Miejmy tylko nadzieję, iż refleks pozwoli Bart'owi uskoczyć przed kupą żelastwa, jeśli ta pojawi się nagle, jakoby wręcz znikąd. Na razie jednak ani widu, ani słychu lokomotywy. Nie szła na frontowe ani nie ścigała byłego łowcy. Tory ciągnęły się niemalże w nieskończoność, oświetlone niezmiernie słabymi promieniami słonecznymi - tymi nielicznymi, którym udało się akurat trafić w przestrzeń pomiędzy skalistą, wysoką granicą oraz gęstym lasem. Metal, z którego o ile userka sie dobrze orientuje wykonane są szyny, pokrywała tu i ówdzie brązoworuda rdza, zaś drewniane podkłady nie pozostały obojętnymi na działanie próchnicy, wgryzającej się momentami w stare deski, zmieniając nieco ich kolor oraz strukturę. Kamyki, znajdujące się pomiędzy kawałkami naruszonego zębem czasu, wbijały się nieco w delikatne łapki, włażąc złośliwie pomiędzy poduszeczki. Uwierały, ocierały, niemniej większych szkód nie wyrządzały. Tutaj wydawało się być wszystko w porządku, aczkolwiek krajobraz niewiele się zmieniał. Las nie miał końca, podobnie jak szyny.
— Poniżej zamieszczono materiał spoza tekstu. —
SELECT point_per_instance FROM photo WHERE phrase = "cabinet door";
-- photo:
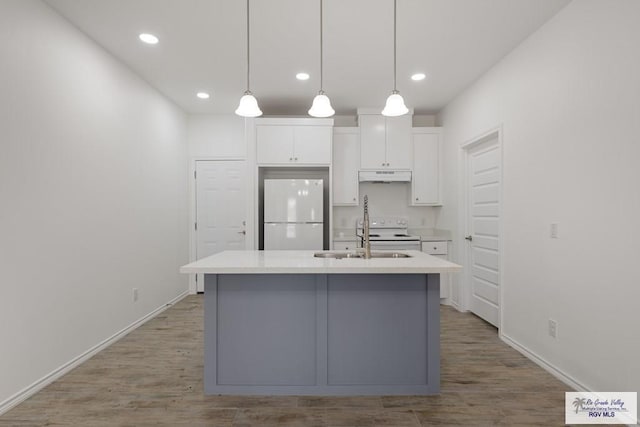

A jak sytuacja maluje się w przypadku drugiego wilka? Otóż mimo kilku potknięć, zsunięć czy niegroźnych upadków - udało mu się wdrapać na szczyt. Jeśli dokładnie rozejrzy się po okolicy, ujrzy co następuje: tory biegną na północ, niknąc następnie z pola widzenia, stając się mniejszymi i mniej widocznymi z każdym centymetrem. Nie widać, dokąd biegną ani gdzie się kończą: zarówno na północy, jak i na południu. Las także z tej perspektywy zdaje się nie mieć końca, przed Wami na pewno długa i męcząca wędrówka. Skalna formacja natomiast zdaje się zbiegać w dół za kilkaset metrów, jednak z jej wierzchu nie widać, co następuje dalej. Przykrywają ją drzewa - w momencie 'spadku'. Jeśli ustawimy Tsuku pyskiem w kierunku północnym, po prawej stronie zdaje się, jakoby ciągnęło się skaliste pustkowie; szerokie na wiele metrów, pozbawione roślinności. Część skał zdaje się wynosić jeszcze wyżej, tworząc figury czy skalne posągi: lew, coś na kształt orła z rozłożonymi szeroko skrzydłami, coś na kształt katedry...
Jednak, jednak! Jeśli szaman dostatecznie wytęży wzrok, dojrzy zarys ludzkiej osady. Maleńkie domeczki nie są zbyt dobrze widocznymi, majacząc gdzieś w dali, w zalesionym miejscu. Pewnie gdyby była noc uwagę zwróciłyby światła w oknach - zakładając, iż osada nie jest z dawna opuszczoną. Może tam należałoby szukać wskazówek? Pewnym jest jedno: oczom basiora ukazały się pozornie bezkształtne zarysy brył, jakże niełatwe do zidentyfikowania.